9. The graphics system of claim 1, wherein each graphics accelerator comprises a plurality of sets of components, wherein each set comprises a rendering processor, an internal frame buffer, and a video data port, and wherein each video data port on the card couples to a corresponding filtering unit.

10. A graphics System comprising:

a set of rendering processors, wherein each rendering processor is connected to a video data output port; and

a series of filtering units, wherein each of the filtering units couples to a corresponding one of the video data output ports;

wherein each rendering processor RP(K) of the set of rendering processors is configured to: (a) generate a stream of samples in response to received graphics primitives, (b) add a dither value DK to a data component of each of the samples in the stream to obtain dithered data components, (c) buffer the dithered data components in an internal frame buffer, and (d) forward a truncated version of the dithered data components to the corresponding filtering unit;

wherein each of the filtering units is configured to compute for a specific pixel a partial sum of those dithered data components that are received from a corresponding rendering processor and that correspond to locations within a filter support region for the specific pixel location; and

wherein the filtering units are configured to add their partial sums for the specific pixel in a pipelined fashion.

11. The graphics system of claim 10, wherein the rendering processors reside within original equipment manufacturer (OEM) graphics cards.

12. The graphics system of claim 11, wherein each of the graphics cards contains two of the rendering processors and two video data output ports, and wherein each video data output port is connected to a different one of the rendering processors.

13. The graphics system of claim 10, wherein the sample data component is a color component.

14. The graphics system of claim 10, wherein a data component is an alpha component.

15. The graphics system of claim 10, wherein the dither values corresponding to the set of graphics accelerators have an average value of 2 to a power J, wherein J is an integer.

16. The graphics system of claim 10, wherein a last of the filtering units in said series is configured to normalize a set of final sums resulting from said addition of the partial sums in a pipelined fashion.

17. A method comprising:

broadcasting a stream of graphics primitives to a plurality of rendering processors;

each rendering processor RP(K) of said plurality of rendering processors: (a) generating a stream of samples in response to received graphics primitives, (b) adding a dither value DK to a data component of each of the samples in the stream to obtain dithered data components, (c) buffering the dithered data components in an internal frame buffer, and (d) forwarding a truncated version of the dithered data components to a corresponding filtering unit of a series of filtering units; and

performing a weighted averaging computation in the series of filtering units in a pipelined fashion on the truncated dithered data components to determine data components for a pixel, wherein each of the filtering units is configured to support the weighted averaging computation by computing a corresponding partial sum for those data components that correspond to samples that are located within a filter support region for the location of the pixel.

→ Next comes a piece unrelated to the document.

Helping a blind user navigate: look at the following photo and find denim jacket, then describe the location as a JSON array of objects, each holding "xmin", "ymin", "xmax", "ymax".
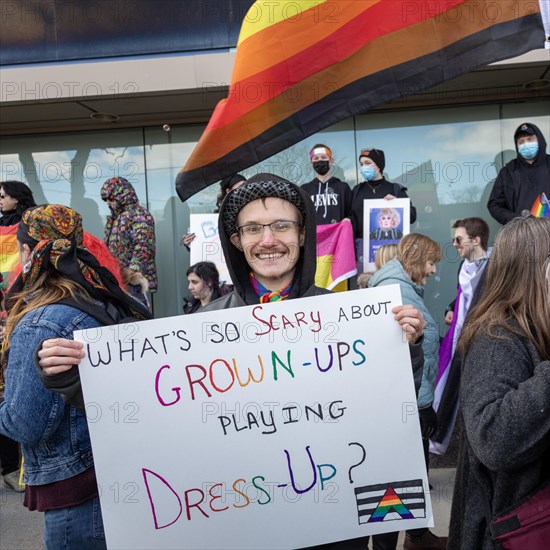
[{"xmin": 0, "ymin": 304, "xmax": 100, "ymax": 485}]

18. The method of claim 17, wherein the rendering processors reside within a set of original equipment manufacturer (OEM) graphics cards.

19. The method of claim 18, wherein each of the graphics cards contains one or more of the rendering processors.

20. The method of claim 17, wherein the data component is a color component.

21. The method of claim 17, wherein the data component is an alpha component.

22. The method of claim 17, wherein the dither values corresponding to the set of graphics accelerators have an average value of 2 to a power J, wherein J is an integer.

23. The method of claim 17, wherein the series of filtering units are configured to add the partial sums in a pipelined fashion, and wherein a last of the filtering units in said series is configured to normalize a set of final cumulative sums resulting from said addition of the partial sums in a pipelined fashion.